I am amazed to find my interest is basically … zero.
I’ve been following along, and there is obviously lots of great stuff in Civ 7. Production value is of course amazing. Lots of fantastic quality of life improvements. Yes, some really big changes to the core gameplay, but at a really high level they seem like really clever ways to recast key parts of the game.
I also think that essentially ‘resetting’ the game via Eras is probably a good way to ensure the gameplay stays interesting all the way through. I don’t think it’s the only solution - eg Civ could have used something like the catch up mechanics in board games like 7Wonders that let trailing players sort of make high risk gambles to get back into the game - but the Era or chapter approach works too.
So, all really good, right?
Yeah. Really good. But there are three things that, the more I look at it, just leave me uninterested.
First, there just seems to be too much scripted content. The thing I like about Civ is how all this complexity emerges from the game playing out this somewhat simple rules and economies turn by turn against a random map. All the scripted content under cuts that.
Second, while I don’t mind the idea of Civ swapping and Eras in general, they at its being implemented seems to lose the feeling of playing a people through time. I honestly think it just comes down to not having the entire tech tree visible at once, and instead only ever seeing chunks of it, and not having some option to keep a previous Civs name or something like that.
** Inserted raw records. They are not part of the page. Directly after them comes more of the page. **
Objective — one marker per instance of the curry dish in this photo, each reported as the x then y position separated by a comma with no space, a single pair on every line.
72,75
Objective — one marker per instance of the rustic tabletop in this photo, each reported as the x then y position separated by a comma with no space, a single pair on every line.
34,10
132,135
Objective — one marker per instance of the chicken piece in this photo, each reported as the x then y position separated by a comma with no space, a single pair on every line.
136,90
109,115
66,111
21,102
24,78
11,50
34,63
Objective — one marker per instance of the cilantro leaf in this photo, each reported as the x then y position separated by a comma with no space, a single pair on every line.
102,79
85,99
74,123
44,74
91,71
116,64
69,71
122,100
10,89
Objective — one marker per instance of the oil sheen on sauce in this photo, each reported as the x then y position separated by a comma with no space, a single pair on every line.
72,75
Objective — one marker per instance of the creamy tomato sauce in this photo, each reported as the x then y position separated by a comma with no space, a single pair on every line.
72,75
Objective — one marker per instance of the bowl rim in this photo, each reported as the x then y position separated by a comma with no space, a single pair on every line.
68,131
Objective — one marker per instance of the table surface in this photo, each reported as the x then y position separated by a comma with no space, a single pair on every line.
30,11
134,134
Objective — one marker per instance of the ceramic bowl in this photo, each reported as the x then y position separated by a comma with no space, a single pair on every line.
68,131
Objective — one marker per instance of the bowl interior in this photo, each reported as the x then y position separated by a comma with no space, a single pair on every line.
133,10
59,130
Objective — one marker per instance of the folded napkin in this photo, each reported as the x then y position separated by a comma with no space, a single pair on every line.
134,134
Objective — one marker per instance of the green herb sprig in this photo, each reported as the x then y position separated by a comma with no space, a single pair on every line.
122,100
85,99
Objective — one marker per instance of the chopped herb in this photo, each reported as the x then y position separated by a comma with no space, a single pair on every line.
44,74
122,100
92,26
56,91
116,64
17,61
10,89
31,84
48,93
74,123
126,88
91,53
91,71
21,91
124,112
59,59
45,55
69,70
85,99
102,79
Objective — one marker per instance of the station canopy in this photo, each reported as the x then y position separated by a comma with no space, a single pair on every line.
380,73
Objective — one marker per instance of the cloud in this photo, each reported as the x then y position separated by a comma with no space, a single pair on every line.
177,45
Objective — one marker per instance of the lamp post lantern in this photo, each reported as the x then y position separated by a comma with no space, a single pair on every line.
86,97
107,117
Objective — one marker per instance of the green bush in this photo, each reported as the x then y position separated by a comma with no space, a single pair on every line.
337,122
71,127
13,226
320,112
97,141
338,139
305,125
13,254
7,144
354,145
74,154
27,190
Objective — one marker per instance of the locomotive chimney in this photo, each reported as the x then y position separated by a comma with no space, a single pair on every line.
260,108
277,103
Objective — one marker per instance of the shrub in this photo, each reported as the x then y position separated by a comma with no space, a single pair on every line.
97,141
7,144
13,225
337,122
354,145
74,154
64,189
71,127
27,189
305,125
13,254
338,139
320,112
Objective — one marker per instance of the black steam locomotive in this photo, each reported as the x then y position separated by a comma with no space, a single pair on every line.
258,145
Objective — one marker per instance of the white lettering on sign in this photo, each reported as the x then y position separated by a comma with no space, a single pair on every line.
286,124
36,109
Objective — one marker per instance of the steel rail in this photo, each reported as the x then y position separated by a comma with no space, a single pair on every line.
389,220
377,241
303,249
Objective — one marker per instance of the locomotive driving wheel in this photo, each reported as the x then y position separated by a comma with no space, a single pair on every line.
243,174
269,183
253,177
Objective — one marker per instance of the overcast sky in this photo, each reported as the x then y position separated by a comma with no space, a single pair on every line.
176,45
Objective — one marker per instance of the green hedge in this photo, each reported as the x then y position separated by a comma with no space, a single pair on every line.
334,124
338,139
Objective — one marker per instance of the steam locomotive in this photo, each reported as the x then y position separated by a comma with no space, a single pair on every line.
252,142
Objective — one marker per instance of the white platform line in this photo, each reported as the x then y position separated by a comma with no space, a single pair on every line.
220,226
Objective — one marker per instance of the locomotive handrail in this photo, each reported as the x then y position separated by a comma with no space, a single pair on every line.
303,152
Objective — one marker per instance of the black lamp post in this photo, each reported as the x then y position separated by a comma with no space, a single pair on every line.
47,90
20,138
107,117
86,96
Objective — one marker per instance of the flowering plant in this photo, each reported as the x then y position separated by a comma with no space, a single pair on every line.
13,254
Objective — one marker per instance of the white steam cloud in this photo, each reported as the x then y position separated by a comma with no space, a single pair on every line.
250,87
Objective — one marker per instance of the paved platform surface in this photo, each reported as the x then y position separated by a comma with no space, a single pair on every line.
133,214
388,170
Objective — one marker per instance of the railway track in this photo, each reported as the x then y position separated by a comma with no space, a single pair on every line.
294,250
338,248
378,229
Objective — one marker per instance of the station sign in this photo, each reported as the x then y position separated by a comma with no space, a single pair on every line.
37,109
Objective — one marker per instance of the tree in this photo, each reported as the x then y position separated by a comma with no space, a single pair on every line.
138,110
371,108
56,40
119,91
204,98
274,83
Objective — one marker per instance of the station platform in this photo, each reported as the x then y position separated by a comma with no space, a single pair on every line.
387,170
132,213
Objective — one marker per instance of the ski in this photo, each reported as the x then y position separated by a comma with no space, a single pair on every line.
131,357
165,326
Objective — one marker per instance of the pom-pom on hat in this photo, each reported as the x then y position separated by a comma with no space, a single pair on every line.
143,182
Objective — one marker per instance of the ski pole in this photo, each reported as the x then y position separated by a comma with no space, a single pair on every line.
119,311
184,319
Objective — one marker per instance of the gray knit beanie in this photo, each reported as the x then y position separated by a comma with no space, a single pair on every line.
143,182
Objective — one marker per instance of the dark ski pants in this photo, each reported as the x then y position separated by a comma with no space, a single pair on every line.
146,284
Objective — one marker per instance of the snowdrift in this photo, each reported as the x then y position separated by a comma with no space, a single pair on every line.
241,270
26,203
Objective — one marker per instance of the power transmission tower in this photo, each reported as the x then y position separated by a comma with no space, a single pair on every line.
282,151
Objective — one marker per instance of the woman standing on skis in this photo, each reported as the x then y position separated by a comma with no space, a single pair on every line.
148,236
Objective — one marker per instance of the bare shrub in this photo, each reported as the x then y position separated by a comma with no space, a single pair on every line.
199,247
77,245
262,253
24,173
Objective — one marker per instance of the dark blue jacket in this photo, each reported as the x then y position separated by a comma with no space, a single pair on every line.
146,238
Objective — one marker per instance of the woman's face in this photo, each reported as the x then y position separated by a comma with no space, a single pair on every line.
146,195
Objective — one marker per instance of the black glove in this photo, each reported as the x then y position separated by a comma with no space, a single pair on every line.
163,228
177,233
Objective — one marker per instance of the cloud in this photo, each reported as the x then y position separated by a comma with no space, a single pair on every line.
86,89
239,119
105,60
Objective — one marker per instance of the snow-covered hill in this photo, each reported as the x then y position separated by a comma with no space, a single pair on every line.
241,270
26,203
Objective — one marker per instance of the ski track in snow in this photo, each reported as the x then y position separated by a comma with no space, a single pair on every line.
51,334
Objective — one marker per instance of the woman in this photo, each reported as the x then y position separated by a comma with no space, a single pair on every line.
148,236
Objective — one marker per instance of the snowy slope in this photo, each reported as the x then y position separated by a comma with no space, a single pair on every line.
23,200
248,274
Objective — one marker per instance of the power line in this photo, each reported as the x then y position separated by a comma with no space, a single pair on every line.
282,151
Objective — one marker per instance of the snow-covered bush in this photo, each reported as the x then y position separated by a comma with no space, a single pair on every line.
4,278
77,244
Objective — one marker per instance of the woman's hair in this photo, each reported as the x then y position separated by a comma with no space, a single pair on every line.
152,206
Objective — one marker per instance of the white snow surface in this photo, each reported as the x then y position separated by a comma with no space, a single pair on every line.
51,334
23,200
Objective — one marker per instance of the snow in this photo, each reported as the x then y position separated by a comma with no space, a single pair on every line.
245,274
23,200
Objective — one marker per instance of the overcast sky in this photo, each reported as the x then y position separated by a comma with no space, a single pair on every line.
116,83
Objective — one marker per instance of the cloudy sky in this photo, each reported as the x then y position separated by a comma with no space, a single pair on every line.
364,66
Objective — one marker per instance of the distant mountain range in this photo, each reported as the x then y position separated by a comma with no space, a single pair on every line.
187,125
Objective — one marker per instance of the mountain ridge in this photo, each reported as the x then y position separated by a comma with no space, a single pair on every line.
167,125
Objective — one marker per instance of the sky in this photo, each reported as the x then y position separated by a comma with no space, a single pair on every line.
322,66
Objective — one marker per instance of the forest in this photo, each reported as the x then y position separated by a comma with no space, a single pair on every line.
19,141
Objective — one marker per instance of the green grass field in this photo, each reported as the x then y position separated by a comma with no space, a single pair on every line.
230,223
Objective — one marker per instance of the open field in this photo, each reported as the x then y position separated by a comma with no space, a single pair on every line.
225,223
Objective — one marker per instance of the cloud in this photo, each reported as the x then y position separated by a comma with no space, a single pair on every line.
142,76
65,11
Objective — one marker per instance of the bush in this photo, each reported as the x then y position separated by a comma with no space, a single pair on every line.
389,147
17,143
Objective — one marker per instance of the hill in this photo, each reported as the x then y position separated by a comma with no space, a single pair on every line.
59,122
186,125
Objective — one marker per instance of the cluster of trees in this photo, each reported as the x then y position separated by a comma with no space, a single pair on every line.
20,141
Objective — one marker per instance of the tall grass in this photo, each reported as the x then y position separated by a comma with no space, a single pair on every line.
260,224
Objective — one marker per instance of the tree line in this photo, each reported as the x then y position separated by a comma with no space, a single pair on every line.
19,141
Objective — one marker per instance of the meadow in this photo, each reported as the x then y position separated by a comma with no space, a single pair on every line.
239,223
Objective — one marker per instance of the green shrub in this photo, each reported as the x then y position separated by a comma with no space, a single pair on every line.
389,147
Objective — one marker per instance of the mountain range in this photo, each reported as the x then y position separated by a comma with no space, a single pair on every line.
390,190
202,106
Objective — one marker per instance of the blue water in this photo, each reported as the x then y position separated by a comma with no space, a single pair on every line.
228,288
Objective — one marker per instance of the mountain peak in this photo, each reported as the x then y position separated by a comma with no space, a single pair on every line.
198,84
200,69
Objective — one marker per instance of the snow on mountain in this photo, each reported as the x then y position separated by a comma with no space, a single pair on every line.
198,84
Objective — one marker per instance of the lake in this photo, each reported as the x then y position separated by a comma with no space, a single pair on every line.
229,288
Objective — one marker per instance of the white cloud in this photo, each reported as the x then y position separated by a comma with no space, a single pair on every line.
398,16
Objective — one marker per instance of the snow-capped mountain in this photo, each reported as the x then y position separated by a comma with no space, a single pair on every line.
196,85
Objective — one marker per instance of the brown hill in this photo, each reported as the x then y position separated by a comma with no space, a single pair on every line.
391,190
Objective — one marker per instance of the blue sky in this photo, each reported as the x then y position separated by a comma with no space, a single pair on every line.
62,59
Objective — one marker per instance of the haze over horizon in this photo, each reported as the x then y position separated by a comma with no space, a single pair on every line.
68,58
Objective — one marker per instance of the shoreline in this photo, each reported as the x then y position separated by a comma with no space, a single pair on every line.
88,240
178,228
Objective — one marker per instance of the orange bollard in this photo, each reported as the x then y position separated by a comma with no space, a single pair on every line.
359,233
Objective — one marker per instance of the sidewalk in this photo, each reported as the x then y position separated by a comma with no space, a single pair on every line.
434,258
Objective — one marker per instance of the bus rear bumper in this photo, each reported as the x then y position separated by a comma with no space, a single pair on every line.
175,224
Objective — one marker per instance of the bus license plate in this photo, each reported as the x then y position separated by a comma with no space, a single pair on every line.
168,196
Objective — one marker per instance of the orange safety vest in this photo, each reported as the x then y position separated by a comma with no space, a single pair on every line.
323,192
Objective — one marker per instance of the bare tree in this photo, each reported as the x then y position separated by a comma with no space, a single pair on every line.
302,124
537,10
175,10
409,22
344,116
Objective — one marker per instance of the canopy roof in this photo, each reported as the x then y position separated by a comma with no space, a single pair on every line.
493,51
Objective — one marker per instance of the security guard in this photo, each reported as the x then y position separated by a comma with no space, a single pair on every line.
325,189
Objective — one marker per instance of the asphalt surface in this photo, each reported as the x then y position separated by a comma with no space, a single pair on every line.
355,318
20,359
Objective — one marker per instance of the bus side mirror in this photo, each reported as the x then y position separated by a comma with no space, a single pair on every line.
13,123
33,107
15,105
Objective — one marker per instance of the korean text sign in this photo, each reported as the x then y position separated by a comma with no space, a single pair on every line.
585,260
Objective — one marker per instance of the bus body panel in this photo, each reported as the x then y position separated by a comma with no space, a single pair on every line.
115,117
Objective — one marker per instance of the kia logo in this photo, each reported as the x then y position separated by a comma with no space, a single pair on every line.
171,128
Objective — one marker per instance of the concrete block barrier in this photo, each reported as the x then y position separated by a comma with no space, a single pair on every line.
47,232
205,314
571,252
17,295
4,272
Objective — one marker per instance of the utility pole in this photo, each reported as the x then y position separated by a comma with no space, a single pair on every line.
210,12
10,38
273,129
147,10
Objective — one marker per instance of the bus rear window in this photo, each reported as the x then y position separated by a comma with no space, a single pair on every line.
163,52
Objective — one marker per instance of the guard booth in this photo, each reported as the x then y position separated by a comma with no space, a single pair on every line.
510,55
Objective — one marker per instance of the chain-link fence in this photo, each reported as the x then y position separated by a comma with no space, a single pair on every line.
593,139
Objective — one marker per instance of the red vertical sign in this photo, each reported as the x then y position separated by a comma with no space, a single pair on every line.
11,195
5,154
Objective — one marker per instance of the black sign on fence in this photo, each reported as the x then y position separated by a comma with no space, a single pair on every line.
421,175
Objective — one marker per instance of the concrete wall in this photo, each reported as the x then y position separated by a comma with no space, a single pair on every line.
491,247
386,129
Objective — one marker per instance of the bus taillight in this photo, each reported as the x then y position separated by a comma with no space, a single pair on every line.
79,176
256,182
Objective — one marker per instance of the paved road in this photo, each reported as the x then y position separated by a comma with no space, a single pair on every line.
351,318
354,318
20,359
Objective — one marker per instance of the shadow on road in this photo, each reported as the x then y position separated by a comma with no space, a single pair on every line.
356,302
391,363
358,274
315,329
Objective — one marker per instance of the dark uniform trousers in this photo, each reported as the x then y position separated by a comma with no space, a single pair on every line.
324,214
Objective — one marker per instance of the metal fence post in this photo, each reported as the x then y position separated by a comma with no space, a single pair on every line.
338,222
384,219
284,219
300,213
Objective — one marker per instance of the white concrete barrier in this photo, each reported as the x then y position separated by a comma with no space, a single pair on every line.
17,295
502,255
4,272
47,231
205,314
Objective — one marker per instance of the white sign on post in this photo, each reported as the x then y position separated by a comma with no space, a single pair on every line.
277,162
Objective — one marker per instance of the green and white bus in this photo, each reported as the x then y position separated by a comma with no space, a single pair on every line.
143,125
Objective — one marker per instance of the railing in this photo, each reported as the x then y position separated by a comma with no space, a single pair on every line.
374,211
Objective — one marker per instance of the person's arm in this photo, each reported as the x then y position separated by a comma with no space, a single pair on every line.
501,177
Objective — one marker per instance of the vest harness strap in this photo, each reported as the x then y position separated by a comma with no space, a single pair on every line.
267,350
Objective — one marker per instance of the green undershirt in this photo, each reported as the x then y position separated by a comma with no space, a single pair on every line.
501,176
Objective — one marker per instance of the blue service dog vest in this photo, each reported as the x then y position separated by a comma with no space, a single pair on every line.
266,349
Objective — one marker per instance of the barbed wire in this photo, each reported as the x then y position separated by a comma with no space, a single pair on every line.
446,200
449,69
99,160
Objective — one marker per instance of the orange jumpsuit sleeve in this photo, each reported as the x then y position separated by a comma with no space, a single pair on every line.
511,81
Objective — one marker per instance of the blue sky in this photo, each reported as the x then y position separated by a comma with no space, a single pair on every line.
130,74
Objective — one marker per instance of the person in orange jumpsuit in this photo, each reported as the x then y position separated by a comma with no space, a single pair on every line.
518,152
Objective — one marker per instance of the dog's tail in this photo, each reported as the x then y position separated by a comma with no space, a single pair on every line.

No issue with the mechanics, just the presentation, but it I’m surprised to find that really matters for me.
Third, and this is the biggest issue, the mechanics seem to have doubled down on the whole ‘no trade-offs, play as you wish’ approach that Civ 6 adopted at the end. I really loved the way in Civ 6 that various options gave you ‘spikey’ trade-offs, and economies were so counter-intuitive. eg if you wanted to be good at war, you didn’t need science and hammers, you needed faith; if you wanted scientific superiority then you needed culture; you could have a science alliance with another Civ, so you got some extra science while you focused on a different victory, and could then still war with them via spies and religion; if you had oceans but not mountains, you pushed harbours not campuses, and had to manage a weaker production queue, and so on and so on. But then, over time, all the choices were tweaked to be the same, and everything was streamlined. Build campuses everywhere. Pick a victory type, and just pick the governments designed for that victory build everything that that has the same blue or purple or white or red colour.
It feels like choices in Civ 7 are much the same. Governments don’t have differences; policies are always two bad +one good (and you just optimise to avoid the bass); everything just does more of x with no trade-offs or situational changes. The only trade offs are opportunity costs, ie if I do this, I don’t do this other thing, and so the game play won’t be a constantly changing puzzle, it will just demand that you focus on your win condition as much as possible - except, you can probably win without doing that, so you have room to muck around with other mechanics etc but none of that will actually change any outcomes in the game.
I’m not too worried. Still hoping the game feels better when played and is more nuanced that it appears so far, or if not it gets better via expansions. Or if not, I can still play Civ 6 (or 5 or 4) or something from paradox, or just play some cool board games with mates.
Surprised I’m not pumped about Civ 7. Probably won’t buy it. But still love Civ, and really hope other people love Civ 7 and it’s a big hit!